“Una marca personal no debería hacernos sentir menos humanos. Si el costo de parecer exitosos es dejar de ser nosotros mismos, entonces estamos perdiendo más de lo que ganamos. ”.
Estoy cansado de las marcas personales. Lo digo sin rodeos. Estoy cansado de ver cómo amigos, colegas y conocidos se esfuerzan por mostrarse como profesionales exitosos, casi impecables. Sus perfiles ya no reflejan quiénes son, sino a quiénes quieren parecerse. Y eso los vuelve aburridos, genéricos.
Muchos de ellos son abogados, como yo. Y entiendo por qué lo hacen. Hoy la presencia digital importa. El networking es clave. Tener una marca personal sólida puede abrir puertas. Lo entiendo. Pero eso no justifica el nivel de artificio al que han llegado. Viven más pendientes de cómo se ven que de quiénes son. Y lo peor: muchos ya no parecen disfrutar ni sus redes ni sus vidas. Parecen estar atrapados en un personaje que deben sostener todos los días.
Lo más preocupante es que este fenómeno no se limita a quienes ya llevan años en el ejercicio profesional. También lo veo en recién graduados que, antes de tener una experiencia real que mostrar, ya están ocupados fabricando una imagen pulida, corporativa y muchas veces genérica. Siguen fórmulas, repiten frases hechas, copian estilos visuales de influencers profesionales. No comparten lo que están viviendo, sino lo que creen que deberían aparentar para ser tomados en serio. La marca personal se volvió, para muchos, una especie de disfraz de madurez prematura.
Es curioso. Algunos amigos de universidad ahora se dedican a dar asesorías y coaching para construir marcas personales. Enseñan cómo verse creíbles, cómo parecer expertos, cómo sonar seguros. Pero en el proceso, todo se vuelve repetido, impersonal. Veo sus perfiles y parece que todos fueran la misma persona. Como si quisieran parecerse a Harvey Specter, el abogado perfecto de una serie de televisión.
No tengo nada contra la idea de una marca personal. No me opongo a que alguien quiera posicionarse como profesional en redes sociales. Pero hay un límite. Una cosa es mostrar lo que uno hace. Otra es intentar convertirse en un personaje idealizado que ni siquiera existe. No somos corporativos 24/7. También somos personas que se frustran, que tienen sueños raros, que se ríen fuerte, que lloran a veces sin motivo, que viajan, que se caen y vuelven a empezar.
Y esto no es solo una observación estética. Hay un costo emocional. Vivir editando cada aspecto de la vida para parecer más profesional agota. La presión por mantener una imagen perfecta genera ansiedad. El miedo constante a ser juzgados por mostrarse tal cual son, los vuelve inseguros.
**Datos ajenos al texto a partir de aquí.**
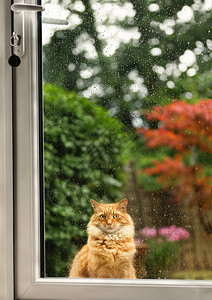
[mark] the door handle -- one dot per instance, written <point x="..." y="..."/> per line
<point x="19" y="9"/>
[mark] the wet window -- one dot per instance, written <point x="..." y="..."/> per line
<point x="127" y="88"/>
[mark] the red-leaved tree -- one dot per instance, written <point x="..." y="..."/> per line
<point x="187" y="129"/>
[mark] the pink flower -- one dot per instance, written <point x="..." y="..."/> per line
<point x="138" y="241"/>
<point x="149" y="232"/>
<point x="173" y="233"/>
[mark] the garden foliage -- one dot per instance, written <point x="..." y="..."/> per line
<point x="82" y="160"/>
<point x="164" y="249"/>
<point x="185" y="129"/>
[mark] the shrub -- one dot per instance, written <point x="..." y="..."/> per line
<point x="82" y="160"/>
<point x="164" y="248"/>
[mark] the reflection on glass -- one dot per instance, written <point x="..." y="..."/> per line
<point x="127" y="114"/>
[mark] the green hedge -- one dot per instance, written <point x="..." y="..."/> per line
<point x="82" y="160"/>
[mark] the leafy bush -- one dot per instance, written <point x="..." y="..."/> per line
<point x="164" y="246"/>
<point x="82" y="160"/>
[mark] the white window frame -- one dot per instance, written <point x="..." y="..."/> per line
<point x="28" y="284"/>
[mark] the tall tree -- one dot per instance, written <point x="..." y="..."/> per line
<point x="156" y="46"/>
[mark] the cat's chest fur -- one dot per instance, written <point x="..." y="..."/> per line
<point x="114" y="246"/>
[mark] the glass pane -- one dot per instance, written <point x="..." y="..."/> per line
<point x="128" y="115"/>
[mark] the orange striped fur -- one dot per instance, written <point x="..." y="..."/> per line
<point x="110" y="247"/>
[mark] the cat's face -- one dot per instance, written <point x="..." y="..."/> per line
<point x="110" y="218"/>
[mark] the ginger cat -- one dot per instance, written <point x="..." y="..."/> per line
<point x="110" y="248"/>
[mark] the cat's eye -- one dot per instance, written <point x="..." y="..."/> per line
<point x="102" y="216"/>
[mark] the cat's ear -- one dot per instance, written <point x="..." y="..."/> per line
<point x="95" y="205"/>
<point x="122" y="205"/>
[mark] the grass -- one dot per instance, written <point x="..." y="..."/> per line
<point x="193" y="274"/>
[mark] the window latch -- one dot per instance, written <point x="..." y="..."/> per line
<point x="19" y="9"/>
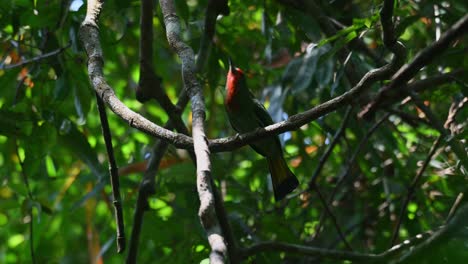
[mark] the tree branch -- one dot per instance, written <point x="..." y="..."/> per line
<point x="423" y="58"/>
<point x="36" y="59"/>
<point x="412" y="189"/>
<point x="207" y="212"/>
<point x="114" y="176"/>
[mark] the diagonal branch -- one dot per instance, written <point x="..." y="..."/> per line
<point x="114" y="176"/>
<point x="207" y="211"/>
<point x="423" y="58"/>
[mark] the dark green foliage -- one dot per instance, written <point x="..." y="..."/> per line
<point x="50" y="133"/>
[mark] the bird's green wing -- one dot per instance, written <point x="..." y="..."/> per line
<point x="264" y="119"/>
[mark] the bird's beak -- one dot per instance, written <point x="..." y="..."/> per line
<point x="231" y="65"/>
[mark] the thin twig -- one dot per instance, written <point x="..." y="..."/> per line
<point x="457" y="147"/>
<point x="334" y="220"/>
<point x="207" y="211"/>
<point x="36" y="59"/>
<point x="30" y="205"/>
<point x="412" y="189"/>
<point x="454" y="207"/>
<point x="326" y="155"/>
<point x="421" y="59"/>
<point x="114" y="176"/>
<point x="347" y="168"/>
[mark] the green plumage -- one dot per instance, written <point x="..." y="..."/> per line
<point x="245" y="114"/>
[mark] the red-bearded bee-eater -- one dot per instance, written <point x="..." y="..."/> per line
<point x="246" y="114"/>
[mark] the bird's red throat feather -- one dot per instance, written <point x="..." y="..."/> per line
<point x="233" y="87"/>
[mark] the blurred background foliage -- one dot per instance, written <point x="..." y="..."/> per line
<point x="50" y="132"/>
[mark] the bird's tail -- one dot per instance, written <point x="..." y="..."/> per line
<point x="284" y="181"/>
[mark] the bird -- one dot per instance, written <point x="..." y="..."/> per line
<point x="246" y="114"/>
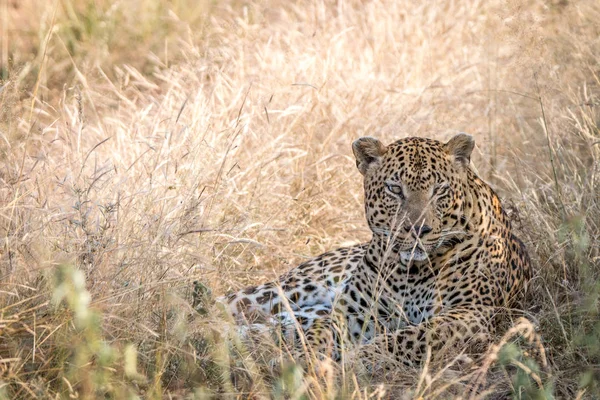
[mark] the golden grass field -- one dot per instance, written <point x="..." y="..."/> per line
<point x="147" y="144"/>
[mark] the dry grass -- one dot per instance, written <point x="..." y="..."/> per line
<point x="149" y="144"/>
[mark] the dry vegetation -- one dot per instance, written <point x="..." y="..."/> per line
<point x="145" y="144"/>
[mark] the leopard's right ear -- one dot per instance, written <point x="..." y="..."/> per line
<point x="368" y="152"/>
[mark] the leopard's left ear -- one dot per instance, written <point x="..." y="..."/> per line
<point x="460" y="148"/>
<point x="368" y="152"/>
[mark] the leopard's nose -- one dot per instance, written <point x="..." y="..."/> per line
<point x="419" y="231"/>
<point x="424" y="230"/>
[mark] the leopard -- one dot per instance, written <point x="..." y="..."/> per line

Muchas de esas marcas personales no son más que formas de autoprotección: “Si muestro solo lo bueno, nadie podrá atacarme”.
PuroMarketing le puso nombre a esto: fatiga de identidad digital. Y tiene sentido. Estar conectados todo el tiempo, cuidando cada palabra, eligiendo cada foto, soportando algoritmos que invisibilizan lo genuino… eso pasa factura. Lo que empezó como una herramienta de visibilidad se vuelve, poco a poco, una fuente de desgaste.
En LinkedIn se da una paradoja muy clara. Hay personas que incluso generan versiones con inteligencia artificial de su propio rostro porque su cara real no es lo suficientemente “corporativa”. ¿En serio tenemos que parecernos a una foto generada por máquina para que nos tomen en serio?
Tal vez este sea el fondo de la cuestión: estamos sacrificando lo que nos hace humanos en nombre de una imagen profesional. Nos convencimos de que ser auténticos nos hace menos creíbles, cuando en realidad es lo contrario. Mostrar lo que somos —con errores, emociones y matices— es lo que nos da profundidad y valor.
Una marca personal no debería hacernos sentir menos humanos. Debería ayudarnos a conectar mejor, no a actuar más. Si el costo de parecer exitosos es dejar de ser nosotros mismos, entonces estamos perdiendo más de lo que ganamos.